First use of the next-generation weapons in combat [Hypersonic Missiles]

Russia said that it had unleashed hypersonic missiles against an arms depot in Ukraine, the first use of the next-generation weapons in combat.

Key-Points

Russia’s new Kinzhal (Dagger) hypersonic missile is a nuclear-capable air-launched ballistic missile that flies at 10 times the speed of sound and can overcome air-defence systems. Kinzhal means ‘dagger’.

The missile has a range of approximately 1,500-2,000km and can carry a nuclear payload or conventional payload of 480 kg.

They are normally defined as fast, low-flying, and highly manoeuvrable weapons designed to be too quick and agile for traditional missile defence systems to detect in time.

Unlike ballistic missiles, hypersonic weapons don’t follow a predetermined, arched trajectory and can manoeuvre on the way to their destination.

The term “hypersonic” describes any speed faster than five times that of sound, which is roughly 760 miles (1,220 kilometers) per hour at sea level, meaning these weapons can travel at least 3,800 miles per hour.

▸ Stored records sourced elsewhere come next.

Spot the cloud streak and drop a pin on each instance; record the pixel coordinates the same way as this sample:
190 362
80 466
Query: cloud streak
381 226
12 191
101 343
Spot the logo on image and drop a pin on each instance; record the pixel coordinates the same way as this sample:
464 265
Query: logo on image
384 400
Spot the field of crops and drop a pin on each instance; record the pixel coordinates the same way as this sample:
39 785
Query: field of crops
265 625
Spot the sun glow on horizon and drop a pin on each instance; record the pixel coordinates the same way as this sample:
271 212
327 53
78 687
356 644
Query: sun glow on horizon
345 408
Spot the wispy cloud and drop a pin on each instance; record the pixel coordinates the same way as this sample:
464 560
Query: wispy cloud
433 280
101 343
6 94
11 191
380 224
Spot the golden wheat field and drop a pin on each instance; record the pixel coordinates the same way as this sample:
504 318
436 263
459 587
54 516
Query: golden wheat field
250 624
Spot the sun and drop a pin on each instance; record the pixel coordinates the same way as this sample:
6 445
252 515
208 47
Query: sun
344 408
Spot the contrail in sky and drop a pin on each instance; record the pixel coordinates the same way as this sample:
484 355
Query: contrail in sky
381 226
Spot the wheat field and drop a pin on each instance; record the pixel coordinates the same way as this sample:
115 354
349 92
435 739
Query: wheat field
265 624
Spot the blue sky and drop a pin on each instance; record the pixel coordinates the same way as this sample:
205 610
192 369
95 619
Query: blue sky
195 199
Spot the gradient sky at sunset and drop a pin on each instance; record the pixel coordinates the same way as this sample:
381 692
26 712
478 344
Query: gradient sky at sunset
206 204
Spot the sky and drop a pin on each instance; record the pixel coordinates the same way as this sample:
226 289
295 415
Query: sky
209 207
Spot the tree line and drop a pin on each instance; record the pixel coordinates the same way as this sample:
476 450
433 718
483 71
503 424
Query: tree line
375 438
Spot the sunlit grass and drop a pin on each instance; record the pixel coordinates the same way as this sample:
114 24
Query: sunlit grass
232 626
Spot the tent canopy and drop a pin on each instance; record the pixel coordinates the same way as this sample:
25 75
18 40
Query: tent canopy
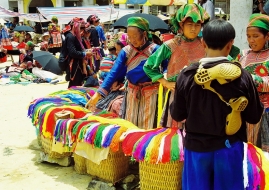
66 14
4 13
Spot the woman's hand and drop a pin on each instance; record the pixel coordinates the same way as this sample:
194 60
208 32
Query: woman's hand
166 84
91 104
115 86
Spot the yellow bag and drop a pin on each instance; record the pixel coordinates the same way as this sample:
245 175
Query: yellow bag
161 2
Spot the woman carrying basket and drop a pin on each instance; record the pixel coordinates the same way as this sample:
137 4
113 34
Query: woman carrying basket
141 97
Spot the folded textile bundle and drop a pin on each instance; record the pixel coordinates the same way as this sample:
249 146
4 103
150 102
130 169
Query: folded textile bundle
95 130
161 145
76 94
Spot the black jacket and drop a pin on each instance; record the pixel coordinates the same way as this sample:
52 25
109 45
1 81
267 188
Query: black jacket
205 113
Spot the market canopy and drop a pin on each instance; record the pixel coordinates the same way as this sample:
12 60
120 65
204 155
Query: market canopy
4 13
65 14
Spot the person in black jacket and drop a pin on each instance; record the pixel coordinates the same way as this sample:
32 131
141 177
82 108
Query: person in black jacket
75 52
215 125
94 39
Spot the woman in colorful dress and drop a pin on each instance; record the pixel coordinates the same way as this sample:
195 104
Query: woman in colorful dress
55 36
256 61
182 51
141 97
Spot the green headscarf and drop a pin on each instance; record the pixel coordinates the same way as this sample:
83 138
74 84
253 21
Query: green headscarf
141 23
193 11
259 20
30 44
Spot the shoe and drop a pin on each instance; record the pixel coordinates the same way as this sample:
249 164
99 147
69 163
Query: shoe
233 120
223 73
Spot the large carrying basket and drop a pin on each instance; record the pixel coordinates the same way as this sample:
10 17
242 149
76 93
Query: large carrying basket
47 148
162 176
112 169
80 164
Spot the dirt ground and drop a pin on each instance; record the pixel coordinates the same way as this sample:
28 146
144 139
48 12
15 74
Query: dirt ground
19 150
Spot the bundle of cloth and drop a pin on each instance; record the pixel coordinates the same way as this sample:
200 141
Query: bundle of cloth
102 130
42 110
160 145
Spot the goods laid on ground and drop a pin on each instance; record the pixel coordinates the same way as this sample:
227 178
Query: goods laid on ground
160 156
103 144
98 148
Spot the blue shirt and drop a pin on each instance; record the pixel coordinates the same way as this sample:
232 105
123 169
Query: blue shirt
101 33
266 7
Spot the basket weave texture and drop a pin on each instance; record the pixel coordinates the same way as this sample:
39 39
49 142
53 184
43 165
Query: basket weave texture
162 176
113 169
80 164
47 146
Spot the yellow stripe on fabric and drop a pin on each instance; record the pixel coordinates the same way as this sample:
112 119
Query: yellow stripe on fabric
161 104
44 126
115 121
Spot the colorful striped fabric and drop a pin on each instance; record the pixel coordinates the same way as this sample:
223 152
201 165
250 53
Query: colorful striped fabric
107 62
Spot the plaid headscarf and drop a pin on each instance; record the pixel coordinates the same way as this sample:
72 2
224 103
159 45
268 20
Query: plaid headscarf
259 20
141 23
193 11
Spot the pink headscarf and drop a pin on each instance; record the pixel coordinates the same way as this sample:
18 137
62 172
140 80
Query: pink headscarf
123 39
77 23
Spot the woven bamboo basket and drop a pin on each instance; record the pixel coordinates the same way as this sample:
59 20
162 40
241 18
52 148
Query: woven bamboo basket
113 169
166 176
47 146
80 164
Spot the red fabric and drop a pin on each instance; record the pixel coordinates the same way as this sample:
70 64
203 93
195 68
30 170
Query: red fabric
21 45
3 59
51 121
8 47
167 147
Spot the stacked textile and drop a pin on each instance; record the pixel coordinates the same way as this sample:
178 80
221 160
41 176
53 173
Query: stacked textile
102 130
42 110
161 145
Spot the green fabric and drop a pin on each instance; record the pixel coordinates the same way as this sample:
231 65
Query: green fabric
30 44
141 23
193 11
259 20
154 61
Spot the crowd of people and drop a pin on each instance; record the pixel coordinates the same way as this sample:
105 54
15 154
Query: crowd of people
217 111
198 84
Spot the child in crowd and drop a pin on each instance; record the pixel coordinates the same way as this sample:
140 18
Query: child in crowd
26 56
216 108
28 37
45 42
107 62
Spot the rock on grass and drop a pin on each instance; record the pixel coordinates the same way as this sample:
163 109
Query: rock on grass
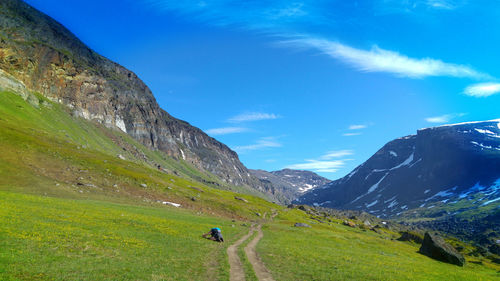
435 247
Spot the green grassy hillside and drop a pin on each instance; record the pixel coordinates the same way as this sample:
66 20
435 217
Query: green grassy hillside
71 209
332 251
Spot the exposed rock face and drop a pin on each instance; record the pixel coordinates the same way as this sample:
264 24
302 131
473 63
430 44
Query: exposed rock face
290 184
49 59
440 165
436 248
411 236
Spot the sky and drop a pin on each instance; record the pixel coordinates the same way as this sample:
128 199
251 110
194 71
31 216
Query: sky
311 85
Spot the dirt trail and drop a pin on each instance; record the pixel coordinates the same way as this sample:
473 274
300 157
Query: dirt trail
258 267
236 272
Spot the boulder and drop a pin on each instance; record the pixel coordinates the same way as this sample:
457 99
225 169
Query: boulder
495 249
241 199
435 247
349 223
411 236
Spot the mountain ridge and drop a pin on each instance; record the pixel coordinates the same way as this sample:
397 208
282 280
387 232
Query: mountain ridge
288 184
51 60
437 164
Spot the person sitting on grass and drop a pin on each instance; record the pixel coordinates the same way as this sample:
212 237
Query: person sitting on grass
215 235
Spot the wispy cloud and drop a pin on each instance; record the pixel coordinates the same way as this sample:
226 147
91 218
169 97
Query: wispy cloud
357 127
319 166
442 4
351 134
262 143
286 19
226 131
482 90
336 154
444 118
380 60
324 164
253 116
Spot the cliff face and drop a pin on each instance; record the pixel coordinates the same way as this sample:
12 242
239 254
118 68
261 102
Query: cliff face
49 59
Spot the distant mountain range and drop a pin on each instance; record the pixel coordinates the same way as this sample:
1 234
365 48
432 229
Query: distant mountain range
290 184
440 171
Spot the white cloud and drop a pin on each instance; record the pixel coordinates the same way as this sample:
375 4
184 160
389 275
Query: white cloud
380 60
482 90
442 4
444 118
336 154
260 144
351 134
357 127
252 116
225 131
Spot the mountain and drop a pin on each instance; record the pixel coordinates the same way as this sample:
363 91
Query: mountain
453 166
290 184
48 59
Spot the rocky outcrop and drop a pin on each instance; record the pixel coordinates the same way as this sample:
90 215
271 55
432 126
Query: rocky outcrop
411 236
47 58
436 248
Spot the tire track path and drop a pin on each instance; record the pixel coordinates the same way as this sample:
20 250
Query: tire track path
236 272
258 266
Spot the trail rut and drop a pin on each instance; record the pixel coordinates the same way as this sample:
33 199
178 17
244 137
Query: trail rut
236 272
258 266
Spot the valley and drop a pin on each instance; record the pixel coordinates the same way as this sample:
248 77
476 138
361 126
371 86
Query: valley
97 182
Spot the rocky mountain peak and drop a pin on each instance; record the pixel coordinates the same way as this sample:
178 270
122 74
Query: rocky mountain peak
47 58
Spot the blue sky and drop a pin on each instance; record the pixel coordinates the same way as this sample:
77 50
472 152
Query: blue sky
316 85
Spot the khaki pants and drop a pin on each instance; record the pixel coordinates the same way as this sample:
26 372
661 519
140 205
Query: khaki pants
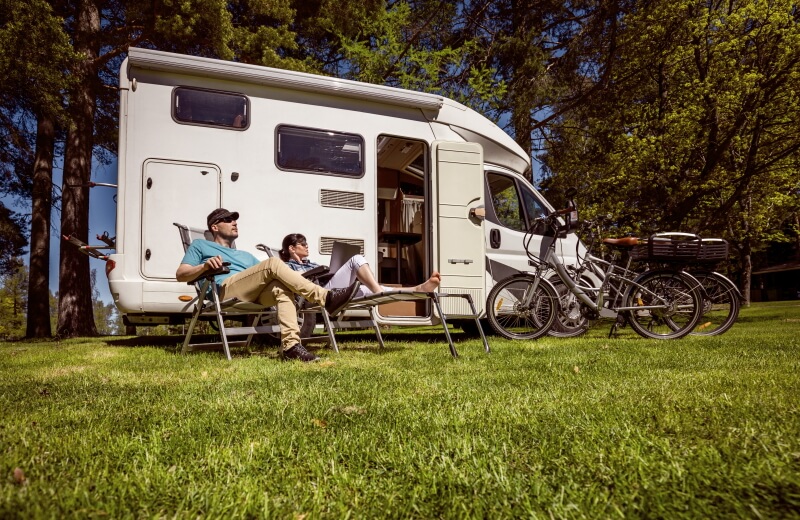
273 283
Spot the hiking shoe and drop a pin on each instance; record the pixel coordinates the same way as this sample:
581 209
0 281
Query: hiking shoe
298 352
337 299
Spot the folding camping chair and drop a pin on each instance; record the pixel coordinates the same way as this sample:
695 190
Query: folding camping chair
209 305
339 255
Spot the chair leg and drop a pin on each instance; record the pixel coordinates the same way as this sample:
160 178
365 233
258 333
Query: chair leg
477 322
376 326
221 320
435 299
329 327
192 324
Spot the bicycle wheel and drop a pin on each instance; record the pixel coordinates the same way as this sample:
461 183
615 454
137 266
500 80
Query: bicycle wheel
668 305
720 305
518 311
569 322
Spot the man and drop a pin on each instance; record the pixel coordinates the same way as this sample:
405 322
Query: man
269 282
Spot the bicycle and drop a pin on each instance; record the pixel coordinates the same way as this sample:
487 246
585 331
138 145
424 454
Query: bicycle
721 297
659 303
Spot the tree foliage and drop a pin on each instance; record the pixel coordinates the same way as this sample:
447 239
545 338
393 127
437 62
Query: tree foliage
691 126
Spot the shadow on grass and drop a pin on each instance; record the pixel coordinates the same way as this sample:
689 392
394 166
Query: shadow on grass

At hypersonic speeds, the air molecules around the flight vehicle start to change, breaking apart or gaining a charge in a process called ionization. This subjects the hypersonic vehicle to “tremendous” stresses as it pushes through the atmosphere.

There are two main types of these weapons — glide vehicles and cruise missiles. Analysts say Russia is leading the hypersonics race, followed by China and the U.S.